The Dalek then, rather disappointingly, did not destroy the bridge. The iconic monument did not then combust and collapse into the Hudson. As I said, he was not an ordinary Dalek.

Instead, he simply glided onwards, out from under the darkness of the bridge and up, up, over the hazy skyline of Manhattan. And as I watched, he rose higher and higher into the air, a tiny black speck against the pink of the rising sun. He pirouetted, and began at once a tiny, private air display. He plunged, like a tremendous weight, towards the gleaming river, only to swoop into ascension at the very last second, as if he weighed little more than paper carried on a thermal. He revolved slowly as he rose once more, round and round, and the motion was at once clunky and strangely graceful. He then flew in a pattern, rinsing and dropping at random intervals, carving untraceable shapes into the air. The acrobatics were too early in the morning, to discreet, to have been for the humans on the bridge, in the skyscrapers, or on the shore. The flight had no purpose but for the pure enjoyment of the performer. In a world full of grounded beings, he could fly, and break free from planet to which he had been bound. In the past, such frivolities would have disgusted me.

But now, all I could do was laugh.

I had known him well, once.

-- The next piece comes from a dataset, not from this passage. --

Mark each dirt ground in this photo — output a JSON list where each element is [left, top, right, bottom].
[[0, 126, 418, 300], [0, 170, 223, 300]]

He had been the deep sort, and often quiet. Far more quiet or deep than was average for our race. Now, years later, he was still deep and all the more silent. But humanity had shaped him. He had dwelt among it too long. It had clung to him, like a bad scent. And time too, had twisted his body and made him impossible. As I watched him fly, I thought of how careless it seemed, how illogical, how unlike the individual I had known so long ago.

But I had changed too. If the Supreme One knew what I had become, of the things that I had seen, how I had grown in mind, would he have risen, like a feather in an updraft, into the sky?

Would he have forgotten those pretentious words written under the bridge?

Because still, they waited. And in a paradox, by waiting, they came closer and closer, like a beating heart becoming faster and faster when engorged with fear.

And still, when I looked into the swaying veil of the future, I saw Manhattan burning.